Now, you may be saying to yourself, “Who the hell are Eugénio de Andrade and Jorge Guillén?” If so, you’re hardly alone: poetry in translation is an extremely minor concern of American publishers, and few Anglophone poetry fans seem aware of much beyond our own linguistic borders, save for a few luminaries such as Neruda, Rilke and Lorca. That’s a shame, because Greece alone has produced many great poets this past century: C.P. Cavafy, George Seferis, Yannis Ritsos, Angelos Sikelianos, and Odysseas Elytis all deserve a place on any poetry-lover’s shelf. Add to that roster Nikiforos Vrettakos, a member of the “Generation of the 30s” evidently as revered in Greece as any of the others I’ve just listed, but unknown here until Robert Zaller and Lili Bita began to collaborate on the English translations collected in Thirty Years in the Rain. I hadn’t heard of him myself until just last month, when I happened on this blog post:
January 1st marked the centenary of the birth of the Laconian poet, fiction writer, essayist, translator, Athens Academy member, and Nobel Prize Nominee, Nikiforos Vrettakos. Therefore the Hellenic Ministry of Culture and tourism has declared 2012 Nikiforos Vrettakos Year.
Since he didn’t win a Nobel Prize for Literature like his two contemporaries Odysseas Elytis and George Seferis, Nikiforos Vrettakos is less-known abroad. In Greece though, he is a poetry giant, taught in schools, and many of his poems are set into music. People go back to his poetry for “his tenderness and boundless humanism”.
Working my way through Thirty Years in the Rain, I found many things to admire. Vrettakos returns again and again to the rugged massif of his childhood, the storied Taygetos.
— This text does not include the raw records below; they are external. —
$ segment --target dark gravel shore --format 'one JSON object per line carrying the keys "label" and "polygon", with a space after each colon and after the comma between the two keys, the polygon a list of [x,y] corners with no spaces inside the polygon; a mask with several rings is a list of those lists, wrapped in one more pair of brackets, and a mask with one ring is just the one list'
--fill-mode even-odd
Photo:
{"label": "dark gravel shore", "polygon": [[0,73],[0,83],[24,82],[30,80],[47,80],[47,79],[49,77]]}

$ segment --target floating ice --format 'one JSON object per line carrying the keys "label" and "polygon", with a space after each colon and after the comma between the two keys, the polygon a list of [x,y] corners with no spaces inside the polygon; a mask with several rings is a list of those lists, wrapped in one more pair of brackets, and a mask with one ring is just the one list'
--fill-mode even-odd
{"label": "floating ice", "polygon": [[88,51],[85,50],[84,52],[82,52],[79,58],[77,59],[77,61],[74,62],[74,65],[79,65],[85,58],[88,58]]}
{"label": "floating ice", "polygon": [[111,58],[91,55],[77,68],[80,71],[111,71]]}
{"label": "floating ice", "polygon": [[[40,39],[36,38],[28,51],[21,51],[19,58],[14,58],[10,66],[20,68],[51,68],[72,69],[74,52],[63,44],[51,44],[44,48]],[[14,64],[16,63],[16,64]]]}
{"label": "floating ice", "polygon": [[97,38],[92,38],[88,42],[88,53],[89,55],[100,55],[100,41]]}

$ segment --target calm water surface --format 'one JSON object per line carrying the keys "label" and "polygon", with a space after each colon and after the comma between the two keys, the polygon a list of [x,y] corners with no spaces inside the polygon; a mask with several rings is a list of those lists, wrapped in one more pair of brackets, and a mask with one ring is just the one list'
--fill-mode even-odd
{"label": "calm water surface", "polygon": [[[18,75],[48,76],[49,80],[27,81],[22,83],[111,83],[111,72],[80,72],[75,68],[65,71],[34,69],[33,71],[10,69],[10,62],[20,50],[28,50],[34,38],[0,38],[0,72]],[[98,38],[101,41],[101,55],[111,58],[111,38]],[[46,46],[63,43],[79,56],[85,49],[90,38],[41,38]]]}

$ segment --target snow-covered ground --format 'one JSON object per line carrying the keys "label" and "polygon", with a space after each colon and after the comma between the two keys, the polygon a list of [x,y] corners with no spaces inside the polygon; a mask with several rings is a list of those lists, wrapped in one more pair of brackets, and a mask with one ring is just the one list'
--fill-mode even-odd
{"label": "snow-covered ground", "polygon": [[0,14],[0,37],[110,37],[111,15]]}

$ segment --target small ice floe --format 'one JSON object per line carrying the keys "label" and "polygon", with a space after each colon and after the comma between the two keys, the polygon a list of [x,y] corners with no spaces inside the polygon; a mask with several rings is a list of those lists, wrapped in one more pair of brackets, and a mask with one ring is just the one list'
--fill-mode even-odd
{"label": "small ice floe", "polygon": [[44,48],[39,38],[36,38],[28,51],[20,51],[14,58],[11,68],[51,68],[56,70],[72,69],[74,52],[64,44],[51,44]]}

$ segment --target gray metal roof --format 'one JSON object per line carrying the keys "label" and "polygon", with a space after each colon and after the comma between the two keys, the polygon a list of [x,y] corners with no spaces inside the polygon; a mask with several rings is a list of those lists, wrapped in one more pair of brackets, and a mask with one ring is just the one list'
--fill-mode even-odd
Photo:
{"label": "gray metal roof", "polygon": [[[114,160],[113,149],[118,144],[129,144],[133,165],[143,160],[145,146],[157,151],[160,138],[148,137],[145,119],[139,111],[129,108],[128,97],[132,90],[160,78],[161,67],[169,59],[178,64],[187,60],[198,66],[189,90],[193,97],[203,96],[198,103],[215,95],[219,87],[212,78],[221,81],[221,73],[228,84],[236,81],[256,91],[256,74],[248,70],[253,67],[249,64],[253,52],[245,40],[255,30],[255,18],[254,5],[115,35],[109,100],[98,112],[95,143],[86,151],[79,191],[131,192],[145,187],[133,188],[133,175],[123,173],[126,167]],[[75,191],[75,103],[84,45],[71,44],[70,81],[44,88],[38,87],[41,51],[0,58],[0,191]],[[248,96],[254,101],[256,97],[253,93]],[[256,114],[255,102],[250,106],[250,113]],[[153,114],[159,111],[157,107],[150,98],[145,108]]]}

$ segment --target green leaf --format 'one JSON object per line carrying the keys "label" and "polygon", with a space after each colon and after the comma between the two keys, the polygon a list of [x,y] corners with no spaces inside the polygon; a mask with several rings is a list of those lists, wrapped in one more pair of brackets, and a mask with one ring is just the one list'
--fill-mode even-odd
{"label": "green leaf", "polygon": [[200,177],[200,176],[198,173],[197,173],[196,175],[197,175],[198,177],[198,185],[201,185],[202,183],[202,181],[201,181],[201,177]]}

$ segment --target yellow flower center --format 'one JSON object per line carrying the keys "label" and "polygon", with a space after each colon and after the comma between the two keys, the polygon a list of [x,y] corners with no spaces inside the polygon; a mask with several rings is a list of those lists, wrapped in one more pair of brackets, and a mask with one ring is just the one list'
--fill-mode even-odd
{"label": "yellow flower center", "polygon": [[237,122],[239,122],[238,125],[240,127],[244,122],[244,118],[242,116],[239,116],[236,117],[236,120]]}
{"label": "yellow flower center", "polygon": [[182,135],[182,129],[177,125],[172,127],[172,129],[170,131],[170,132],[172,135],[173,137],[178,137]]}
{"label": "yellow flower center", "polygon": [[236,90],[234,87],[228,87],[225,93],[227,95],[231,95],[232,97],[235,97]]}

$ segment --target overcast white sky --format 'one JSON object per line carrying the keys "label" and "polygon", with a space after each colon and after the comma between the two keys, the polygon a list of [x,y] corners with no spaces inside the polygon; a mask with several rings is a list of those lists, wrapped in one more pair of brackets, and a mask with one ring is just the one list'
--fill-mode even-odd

As a nearly life-long dweller in the considerably less rugged Appalachians, naturally I appreciated this kind of imagery. His most direct treatment comes in “Stone Petals”:
“Taygetos isn’t a mountain.” I didn’t
discover it, but found it beside me
when I was born. It stood by. Later
I dreamt of it as a kind of church—
at the center of the earth.
Its bells chiming, scattering
petals over the nations.
This short poem also demonstrates two other things I liked about the book: Vrettakos seems very comfortable with religion as a repository of mystery and wonder (without necessarily being a believer himself, I gather), and his poetry betrays a certain attraction to the via negativa — which wouldn’t be at all surprising for someone from the Eastern Orthodox homeland. This latter tendency expresses itself in his nuanced appreciation for darkness and silence, which is all the more striking for its contrast with his general heliotropism. Take for instance “Liberation”:
My soul dances today, winged,
looking to alight on a branch
of light, to hear, see, say
whatever can be heard, seen, said.
It’s good to know, and know well,
that the thing you are
was hatched out of darkness.
As for silence, he imagines in one poem, “Beside the Others,” an entire “volume of silence” among his collected works. (Vrettakos was apparently a very prolific author.)
In it is everything I hid
and everything within me that
hadn’t had time for the long journey to the light.
The pages are huge, too heavy
to lift. No one will read it.
God will take it as it is
and put it in his heavenly library.
Nor is silence without its perils:
If silence spoke,
erupted, exploded—it would level
every tree in the standing world.
And in “Inexplicable,” the eyes of an unnamed beloved contain “A silence / filled with what can and can’t / be deciphered.”
Vrettakos was a leftist, like most Greek intellectuals of his generation, but departed from the party line on many issues. I particularly appreciated the poems on peace, which he often seemed to equate with poetry as a natural impulse of all life:
I’m immersed in each brook on whose flow
the word Peace runs like a psalm.
(Because the waters are a thinking sun).
(“Address to a Peace Conference”)
But his apophatic instincts led him to decry the fetishization of peace, too:
All that’s left of peace
is an empty word, a shed garment.
It’s scrawled everywhere, as if
to mock its own countenance:
the divine plenitude, the sap that flows
from flower to flower, the poetry.
Yet still I wouldn’t want
to find it among my own pages,
like a white corpse in a casket.
(“The Empty Word”)
Vrettakos himself describes his work best: he is an overflowing cistern whose waters come “half from / earth’s grief, the rest from its miracle” (“Cistern”). Toward the end of his life, he wrote:
I’ve said my piece,
it’s enough to know that
here and there, now and then,
I’ve added my song to the birds’.
(“All I’ve Said”)
I think I want to be Nikiforos Vrettakos when I grow up.